HDFS Checkpoint status (HA)

Highlighted

HDFS Checkpoint status (HA)

New Contributor

Hi,

 

On one of our clusters one of our namenodes (HA setup) has bad health due to Checkpoint status:

 

The filesystem checkpoint is 10 hour(s), 30 minute(s) old. This is 1,051.25% of the configured checkpoint period of 1 hour(s). Critical threshold: 400.00%. 211,775 transactions have occurred since the last filesystem checkpoint.

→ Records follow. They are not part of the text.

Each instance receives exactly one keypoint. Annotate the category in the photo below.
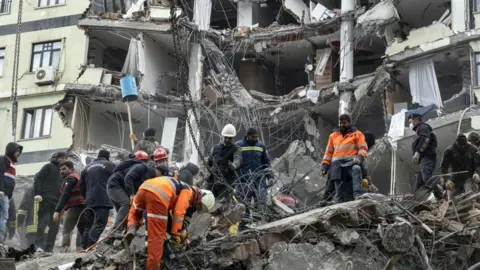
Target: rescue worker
(254, 176)
(93, 186)
(28, 216)
(228, 157)
(7, 183)
(157, 196)
(474, 138)
(345, 152)
(461, 156)
(73, 203)
(47, 184)
(116, 188)
(424, 147)
(148, 144)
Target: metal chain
(15, 71)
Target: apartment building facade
(52, 49)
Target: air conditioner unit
(45, 76)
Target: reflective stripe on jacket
(176, 195)
(76, 198)
(346, 147)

This is 21.18% of the configured checkpoint transaction target of 1,000,000.

 

When I check the contents of /opt/hadoop/dfs/clustername-ns/current i see the following for our 3 journal nodes:

 

192.168.12.1: -rw-r--r-- 1 hdfs hadoop 1048576 Dec 22 05:33 /opt/hadoop/dfs/jn/CDH01-DWAS-ns/current/edits_inprogress_0000000000266642338.empty
192.168.12.1: -rw-r--r-- 1 hdfs hadoop 1048576 Dec 22 09:38 /opt/hadoop/dfs/jn/CDH01-DWAS-ns/current/edits_inprogress_0000000000266743500.empty
192.168.12.1: -rw-r--r-- 1 hdfs hadoop 1048576 Dec 22 15:09 /opt/hadoop/dfs/jn/CDH01-DWAS-ns/current/edits_inprogress_0000000000266834571
 
192.168.12.2: -rw-r--r-- 1 hdfs hadoop 1048576 Dec 22 15:10 /opt/hadoop/dfs/jn/CDH01-DWAS-ns/current/edits_inprogress_0000000000266834571
 
192.168.12.3: -rw-r--r-- 1 hdfs hadoop 1048576 Dec 22 05:09 /opt/hadoop/dfs/jn/CDH01-DWAS-ns/current/edits_inprogress_0000000000266631469
192.168.12.3: -rw-r--r-- 1 hdfs hadoop 1048576 Dec 22 15:10 /opt/hadoop/dfs/jn/CDH01-DWAS-ns/current/edits_inprogress_0000000000266834571

 

So, on the first node, there are 3 edits in progress, two of which end in .empty. On the third node there are two edits in progress, one of which not updated in 10 hours.

 

What do I do with these to get rid of that checkpoint status error (I'm assuming it is related to the checkpoint status error)?

 

Thanks,

Olivier

1 REPLY 1

Re: HDFS Checkpoint status (HA)

Master Guru
> (I'm assuming it is related to the checkpoint status error)?

Checkpoints are done by either the Standby role NameNode (in HDFS HA mode) or by the Secondary NameNode role (in non-HA mode). The JournalNodes are not really involved in this operation, at least not directly.

Check your Standby NameNode logs for Checkpoint-related logs to begin an investigation on why that operation is failing.